Globalisasi dan Wacana Keberagamaan
Globalisasi memungkinkan interaksi lintas budaya dan lintas madzhab. Umat Islam di satu negara dapat mengakses fatwa dan pemikiran ulama di belahan dunia lain secara instan. Hal ini menimbulkan dua sisi positif dengan memperluas wawasan keberagamaan dan memperkuat ukhuwah Islamiyah global. Namun ada Negatifnya berupa potensi konflik pemahaman, ekstremisme daring, dan kebingungan umat awam.
Modernisasi dan Rasionalisasi Keagamaan
Modernitas membawa pola pikir logis dan efisien. Islam menjawabnya dengan pendekatan maqāṣid al-syarī‘ah (tujuan-tujuan syariat) yang menekankan kemaslahatan (al-maṣlaḥah). Maka lahir ijtihad-ijtihad kontemporer, seperti Fikih bisnis digital dan kripto, etika medis dan teknologi AI, pendidikan Islam berbasis kurikulum adaptif.
Teknologi Digital dan Dakwah Islam
Transformasi paling nyata terlihat dalam media dakwah dan ibadah digital dalam Majelis taklim via Zoom. Bertebaran Dakwah YouTube, podcast Islami, dan konten TikTok syar‘i. Digunakan secara luas aplikasi Al-Qur’an, jadwal salat, dan layanan konsultasi fikih daring.
Rasulullah ﷺ bersabda:
بَلِّغُوا عَنِّي وَلَوْ آيَةً
“Sampaikan dariku walau satu ayat” (HR. Bukhari). Ini menjadi dasar bahwa setiap media, termasuk digital, bisa menjadi jalan dakwah.
Respons Ulama dan Lembaga Keislaman
Lembaga Islam merespon perubahan ini dengan berbagai langkah progresif, seperti adanya tim fatwa kontemporer untuk isu digital dan global. Adanya fasilitasi pendidikan daring (e-learning madrasah dan pesantren). Terbangun komunitas dakwah virtual untuk remaja dan milenial.

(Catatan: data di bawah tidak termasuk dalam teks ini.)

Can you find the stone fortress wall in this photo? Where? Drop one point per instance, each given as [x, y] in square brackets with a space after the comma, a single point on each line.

PRAKTIK TRANSFORMASI KEAGAMAAN
Fatwa MUI tentang QRIS, Cryptocurrency, dan Virtual Account. Menunjukkan respons keagamaan terhadap inovasi keuangan modern. Pesantren Digital dan Pembelajaran Jarak Jauh, seperti Pesantren Virtual “Ngaji Ihya” atau “Kiai Zoom” yang mengajar kitab klasik secara daring. Influencer Muslimah dan Hijrah Digital, dengan munculnya tokoh-tokoh muda Muslim yang berdakwah melalui gaya visual dan konten kreatif di media sosial.
PENUTUP
Transformasi agama dalam perubahan sosial merupakan proses alamiah yang menunjukkan vitalitas ajaran Islam. Nilai-nilai Islam tetap teguh, tetapi metode dan ekspresinya menyesuaikan perkembangan zaman. Globalisasi, modernisasi, dan digitalisasi tidak memudarkan ruh agama, tetapi membuka peluang baru untuk menebar hidayah dan menegakkan maqāṣid al-syarī‘ah di era kontemporer.
Disarankan umat Islam perlu memperkuat literasi digital keagamaan agar tidak mudah terjebak pada konten menyesatkan. Para dai dan ulama perlu menyeimbangkan antara tradisi dan inovasi dalam dakwah. Lembaga Islam harus proaktif membangun platform digital yang sehat, akurat, dan menyejukkan umat.